7.Spiral enteroscopy versus single-balloon enteroscopy for the evaluation and treatment of small bowel disorders: a systematic review and meta-analysis
Bisher SAWAF ; Mohammed S. BESHR ; Rana H. SHEMBESH ; Mohammed ABU-RUMAILEH ; Wasef SAYEH ; Azizullah BERAN ; Yusuf HALLAK ; Sami GHAZALEH ; Muhammed ELHADI ; Yaseen ALASTAL
Clinical Endoscopy 2026;59(1):49-57
Background/Aims:
Device-assisted enteroscopy has advanced small bowel disorder management. We conducted this meta-analysis to compare the clinical and procedural outcomes between spiral enteroscopy and single-balloon enteroscopy.
Methods:
A systematic search was performed on December 1, 2024, in the PubMed, Scopus, and Cochrane Library databases to identify studies that compared spiral enteroscopy and single-balloon enteroscopy. The outcomes included diagnostic and therapeutic yields, total procedure time, depth of maximum insertion, and adverse event rates.
Results:
Five studies (including 496 patients) met the inclusion criteria. The diagnostic yield was similar between spiral enteroscopy and single-balloon enteroscopy (risk ratio [RR], 1.07; 95% confidence interval [CI], 0.96–1.20; p=0.24). The therapeutic yield also showed no significant difference (RR, 1.10; 95% CI, 0.45–2.69; p=0.83). The total procedure time was comparable (mean difference, –22.85 minutes; 95% CI, –46.83 to 1.12; p=0.06), although motorized spiral enteroscopy reduced the procedure time (p<0.001). Spiral enteroscopy achieved greater depth of maximum insertion (standardized mean difference, 1.33; 95% CI, 0.65–2.01; p<0.001). Adverse event rates were comparable (RR, 1.72; 95% CI, 0.80–3.70; p=0.16).
Conclusions
Spiral and single-balloon enteroscopies demonstrated similar diagnostic and therapeutic yields and safety. Spiral enteroscopy achieved a greater insertion depth, and motorized systems improved the efficiency in terms of procedure times.

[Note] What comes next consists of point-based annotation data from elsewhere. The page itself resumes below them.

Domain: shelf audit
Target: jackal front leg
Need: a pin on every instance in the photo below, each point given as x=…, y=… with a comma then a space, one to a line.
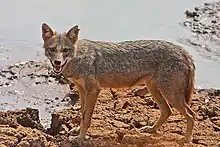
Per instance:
x=82, y=94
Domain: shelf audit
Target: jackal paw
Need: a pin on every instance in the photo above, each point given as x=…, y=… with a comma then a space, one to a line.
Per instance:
x=79, y=141
x=148, y=129
x=75, y=131
x=185, y=140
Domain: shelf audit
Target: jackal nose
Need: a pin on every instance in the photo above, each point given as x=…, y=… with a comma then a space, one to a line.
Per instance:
x=57, y=62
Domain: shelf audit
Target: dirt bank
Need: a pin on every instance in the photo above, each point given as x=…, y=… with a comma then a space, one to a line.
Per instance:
x=204, y=22
x=44, y=117
x=117, y=117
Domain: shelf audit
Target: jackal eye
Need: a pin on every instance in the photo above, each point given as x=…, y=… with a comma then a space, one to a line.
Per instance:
x=52, y=49
x=66, y=50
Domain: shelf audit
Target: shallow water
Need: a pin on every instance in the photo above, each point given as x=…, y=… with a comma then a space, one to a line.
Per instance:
x=20, y=27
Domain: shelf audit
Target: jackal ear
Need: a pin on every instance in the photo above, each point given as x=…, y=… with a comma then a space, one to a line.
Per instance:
x=73, y=33
x=47, y=32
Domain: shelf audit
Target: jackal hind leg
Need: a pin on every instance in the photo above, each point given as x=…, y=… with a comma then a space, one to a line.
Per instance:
x=165, y=110
x=178, y=101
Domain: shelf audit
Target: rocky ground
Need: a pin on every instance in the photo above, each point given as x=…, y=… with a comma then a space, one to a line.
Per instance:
x=36, y=112
x=204, y=22
x=116, y=121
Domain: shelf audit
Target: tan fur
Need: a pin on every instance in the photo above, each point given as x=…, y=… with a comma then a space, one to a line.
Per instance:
x=165, y=68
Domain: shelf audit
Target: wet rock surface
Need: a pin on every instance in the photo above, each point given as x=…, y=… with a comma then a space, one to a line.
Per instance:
x=118, y=116
x=43, y=114
x=203, y=21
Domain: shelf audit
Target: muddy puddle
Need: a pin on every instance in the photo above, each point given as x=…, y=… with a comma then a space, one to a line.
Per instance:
x=26, y=79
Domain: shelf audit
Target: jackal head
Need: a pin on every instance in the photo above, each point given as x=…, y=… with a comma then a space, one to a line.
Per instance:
x=59, y=48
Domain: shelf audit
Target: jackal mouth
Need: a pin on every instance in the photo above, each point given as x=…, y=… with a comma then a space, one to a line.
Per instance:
x=58, y=68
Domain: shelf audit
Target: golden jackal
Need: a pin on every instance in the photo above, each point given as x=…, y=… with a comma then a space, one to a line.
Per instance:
x=166, y=69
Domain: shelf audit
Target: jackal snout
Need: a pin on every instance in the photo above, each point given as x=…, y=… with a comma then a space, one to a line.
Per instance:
x=59, y=48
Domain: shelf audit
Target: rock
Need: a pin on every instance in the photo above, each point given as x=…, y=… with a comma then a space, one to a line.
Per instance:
x=141, y=92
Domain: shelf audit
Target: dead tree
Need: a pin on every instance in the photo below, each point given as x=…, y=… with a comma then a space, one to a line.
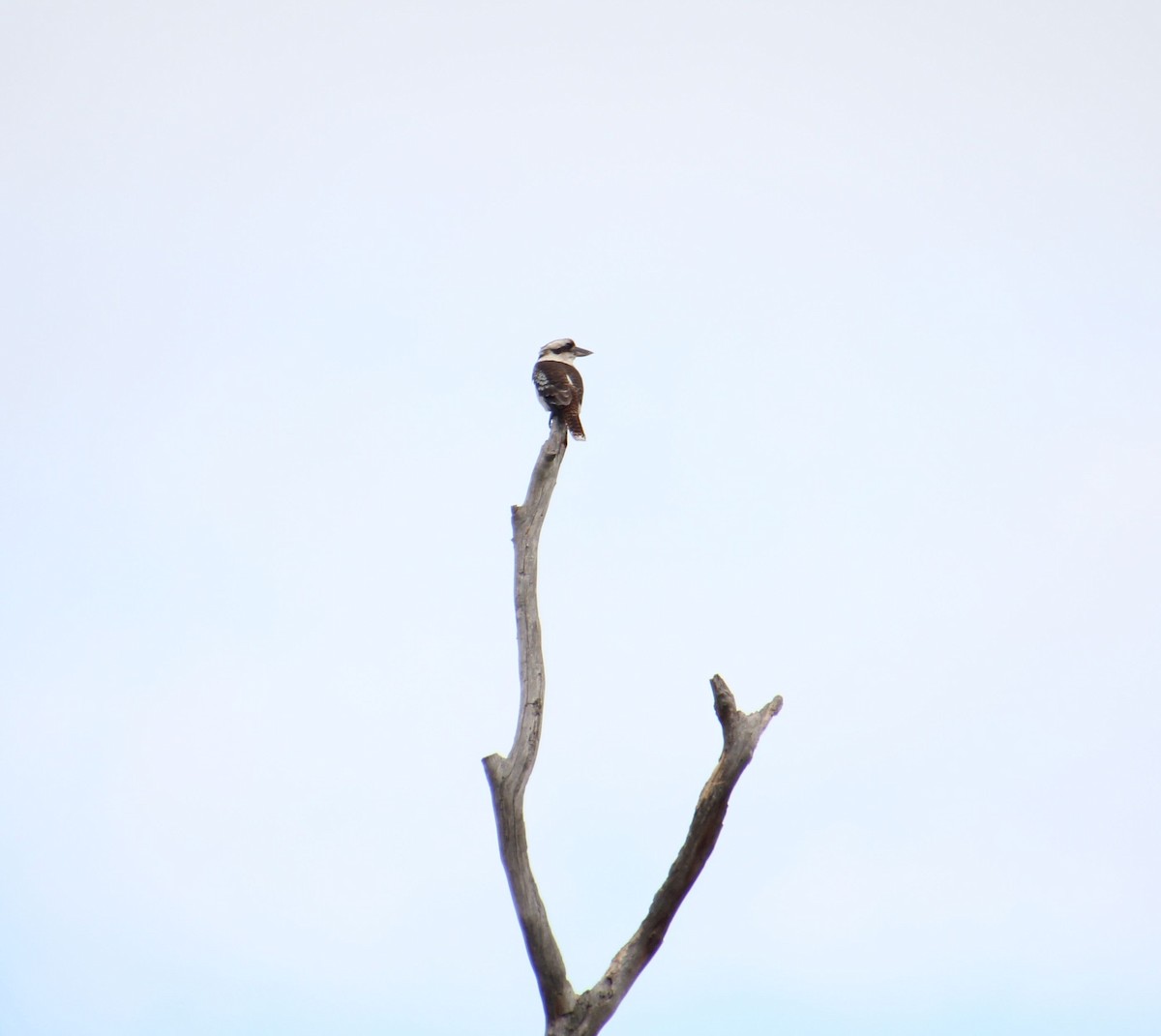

8.Safety and efficacy of primary precut techniques for biliary cannulation: a systematic review and meta-analysis
Eugene ANNOR ; Nneoma UBAH ; Dhaval SAVE ; Ishaan VOHRA ; Ritu Raj SINGH ; Dushyant Singh DAHIYA ; Bhanu Siva Mohan PINNAM ; Harishankar GOPAKUMAR
Clinical Endoscopy 2026;59(1):58-66
Background/Aims:
Biliary cannulation is a critical component of endoscopic retrograde cholangiopancreatography (ERCP). When standard methods fail, needle-knife precut sphincterotomy (NKPS) is commonly employed. This systematic review and meta-analysis evaluated the safety and efficacy of using NKPS as a primary technique.
Methods:
Electronic databases were searched for studies published between January 2000 and November 2024 that assessed outcomes of primary precut techniques. “Primary precut” was defined as needle-knife sphincterotomy performed as the initial approach without any prior standard cannulation attempts. Pooled proportions were calculated using random-effects models, and heterogeneity was assessed using the Q-test and the I² statistic.
Results:
The mean patient age was 57.95 years (standard deviation [SD], 7.59), and 53.23% were female. The cannulation success rate was 96.50% (95% confidence interval [CI], 94.90–97.60) with no heterogeneity (Q, 7.10; df, 8; I²=0%; p=0.935). The rates of adverse events were as follows: post-ERCP pancreatitis, 1.90% (95% CI, 1.20–3.10; I²=0; p =0.942); bleeding, 2.60% (95% CI, 1.70–4.00, I²=0; p=0.725); cholangitis, 1.50% (95% CI, 0.60–3.60; I²=45.27; p=0.067); and perforation, 0.90% (95% CI, 0.40–1.90; I²=0; p=0.948). The overall adverse event rate was 9.70% (95% CI, 5.70–16.10; I²=83.39; p<0.001).
Conclusions
Primary precut sphincterotomy appears to be an effective and safe technique for biliary cannulation in ERCP. These findings support its consideration as a viable first-line approach in appropriate clinical settings.